Le malheur est ailleurs. Le fait est que des Etats "quasi-nucléaires" peuvent précipiter le monde dans une catastrophe. Israël avait déjà porté des frappes aux sites nucléaires "suspects" dans les pays proche-orientaux voisins. En 1981, il avait détruit un site en Irak, en 2007, les Israéliens avaient bombardé des "cibles nucléaires" en Syrie. D'ailleurs, sous George Bush fils, les Etats-Unis avaient également fait irruption en Irak sous prétexte d'y détruire les armes de destruction massive. Une nouvelle frappe israélienne sur l'Iran entraînerait des conséquences catastrophiques au Proche-Orient.
On estime que la rencontre du 3 au 28 mai sera décisive, car il en va du sort du TNP, en particulier, et de la non-prolifération, en général.
Un grand espoir est actuellement fondé sur l'administration Obama. Sous Bush, aussi bien le TNP que le traité sur l'interdiction globale des essais nucléaires étaient presque tabou.
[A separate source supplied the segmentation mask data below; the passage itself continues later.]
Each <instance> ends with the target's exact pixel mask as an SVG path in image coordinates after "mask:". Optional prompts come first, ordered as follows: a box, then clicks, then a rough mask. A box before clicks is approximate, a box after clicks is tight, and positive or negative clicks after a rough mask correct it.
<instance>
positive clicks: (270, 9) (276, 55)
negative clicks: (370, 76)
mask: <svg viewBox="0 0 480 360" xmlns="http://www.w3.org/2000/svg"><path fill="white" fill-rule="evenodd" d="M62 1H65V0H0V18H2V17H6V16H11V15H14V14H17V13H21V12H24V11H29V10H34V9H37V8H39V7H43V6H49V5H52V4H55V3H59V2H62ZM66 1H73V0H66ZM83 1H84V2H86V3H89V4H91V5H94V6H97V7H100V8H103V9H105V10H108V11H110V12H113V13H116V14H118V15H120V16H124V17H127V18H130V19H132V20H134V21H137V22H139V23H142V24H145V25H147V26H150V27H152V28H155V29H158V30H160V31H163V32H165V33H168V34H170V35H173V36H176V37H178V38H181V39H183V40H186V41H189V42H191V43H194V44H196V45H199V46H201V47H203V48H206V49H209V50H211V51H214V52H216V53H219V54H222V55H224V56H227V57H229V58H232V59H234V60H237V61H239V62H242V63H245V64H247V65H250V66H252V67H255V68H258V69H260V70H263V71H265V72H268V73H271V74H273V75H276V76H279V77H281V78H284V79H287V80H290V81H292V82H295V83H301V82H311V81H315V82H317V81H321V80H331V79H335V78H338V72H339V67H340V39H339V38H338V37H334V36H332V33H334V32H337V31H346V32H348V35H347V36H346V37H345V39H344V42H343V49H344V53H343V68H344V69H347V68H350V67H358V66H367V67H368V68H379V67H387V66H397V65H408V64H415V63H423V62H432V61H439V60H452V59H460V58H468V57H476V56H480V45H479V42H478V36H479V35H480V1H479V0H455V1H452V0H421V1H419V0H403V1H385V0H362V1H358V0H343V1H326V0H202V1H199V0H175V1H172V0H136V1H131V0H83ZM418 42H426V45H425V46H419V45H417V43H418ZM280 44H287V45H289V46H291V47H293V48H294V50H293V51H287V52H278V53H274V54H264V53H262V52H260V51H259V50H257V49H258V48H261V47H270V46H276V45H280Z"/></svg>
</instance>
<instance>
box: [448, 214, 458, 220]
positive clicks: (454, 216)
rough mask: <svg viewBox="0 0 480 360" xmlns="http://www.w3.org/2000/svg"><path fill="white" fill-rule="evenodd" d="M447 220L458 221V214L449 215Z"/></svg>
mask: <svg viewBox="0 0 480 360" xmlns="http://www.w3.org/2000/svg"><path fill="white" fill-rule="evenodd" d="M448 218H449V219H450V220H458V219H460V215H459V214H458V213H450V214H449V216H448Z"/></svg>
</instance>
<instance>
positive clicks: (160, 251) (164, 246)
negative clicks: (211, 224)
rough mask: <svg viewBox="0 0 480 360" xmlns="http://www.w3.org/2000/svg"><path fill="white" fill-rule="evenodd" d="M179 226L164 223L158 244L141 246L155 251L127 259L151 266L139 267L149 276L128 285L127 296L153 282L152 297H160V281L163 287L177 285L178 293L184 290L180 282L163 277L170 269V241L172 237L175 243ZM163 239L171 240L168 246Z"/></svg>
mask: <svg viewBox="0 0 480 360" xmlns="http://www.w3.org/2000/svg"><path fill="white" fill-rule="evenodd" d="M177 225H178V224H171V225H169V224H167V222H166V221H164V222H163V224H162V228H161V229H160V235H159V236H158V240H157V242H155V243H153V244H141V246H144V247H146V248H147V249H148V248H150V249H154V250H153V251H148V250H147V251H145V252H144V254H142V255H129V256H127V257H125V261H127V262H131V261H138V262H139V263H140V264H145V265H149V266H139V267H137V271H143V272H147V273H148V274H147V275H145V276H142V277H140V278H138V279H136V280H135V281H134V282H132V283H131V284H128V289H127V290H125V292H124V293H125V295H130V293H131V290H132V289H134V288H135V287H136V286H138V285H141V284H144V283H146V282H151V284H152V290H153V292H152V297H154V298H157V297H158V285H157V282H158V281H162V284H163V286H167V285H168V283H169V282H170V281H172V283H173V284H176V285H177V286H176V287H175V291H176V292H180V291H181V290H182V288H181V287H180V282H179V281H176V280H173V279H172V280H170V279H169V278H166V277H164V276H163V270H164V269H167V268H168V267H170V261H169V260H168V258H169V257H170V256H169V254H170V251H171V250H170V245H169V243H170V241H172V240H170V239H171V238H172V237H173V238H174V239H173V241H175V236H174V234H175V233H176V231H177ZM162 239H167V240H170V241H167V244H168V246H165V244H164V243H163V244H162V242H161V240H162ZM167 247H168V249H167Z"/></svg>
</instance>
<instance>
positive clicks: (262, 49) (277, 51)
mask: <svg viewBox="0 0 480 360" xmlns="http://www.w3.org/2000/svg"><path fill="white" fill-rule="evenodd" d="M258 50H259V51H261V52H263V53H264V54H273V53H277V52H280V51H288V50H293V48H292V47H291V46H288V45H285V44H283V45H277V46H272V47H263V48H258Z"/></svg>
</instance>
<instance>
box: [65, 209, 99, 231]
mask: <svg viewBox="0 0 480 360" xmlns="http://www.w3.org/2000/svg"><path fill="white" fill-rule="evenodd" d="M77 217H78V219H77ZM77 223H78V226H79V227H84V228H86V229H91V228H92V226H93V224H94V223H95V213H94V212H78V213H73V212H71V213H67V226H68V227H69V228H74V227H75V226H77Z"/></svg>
Aucune mesure réelle ne fut prise sur le plan du désarmement nucléaire. L'Amérique devait lutter contre le terrorisme, Washington ne voulait entendre rien d'autre. A présent, l'administration comprend, semble-t-il, que la non-prolifération, c'est aussi la lutte contre le terrorisme, à plus forte raison, nucléaire. Par conséquent, le désarmement nucléaire est un des points fondamentaux du programme de l'administration. Cela peut associer les pays en voie de développement à la non-prolifération nucléaire. Nombre de ces pays estiment jusqu'à présent que la "non-prolifération" n'est qu'un diktat des Etats développés et le refus de partager leur monopole sur le nucléaire, civil et militaire.
Bref, les problèmes sont si nombreux qu'il est impossible de les régler d'emblée au cours d'une conférence. D'ailleurs, l'ONU n'a jamais réussi à trouver un dénominateur commun pour les opinions des 188 Etats. Il est grand temps de commencer.
Ce texte n'engage que la responsabilité de l'auteur.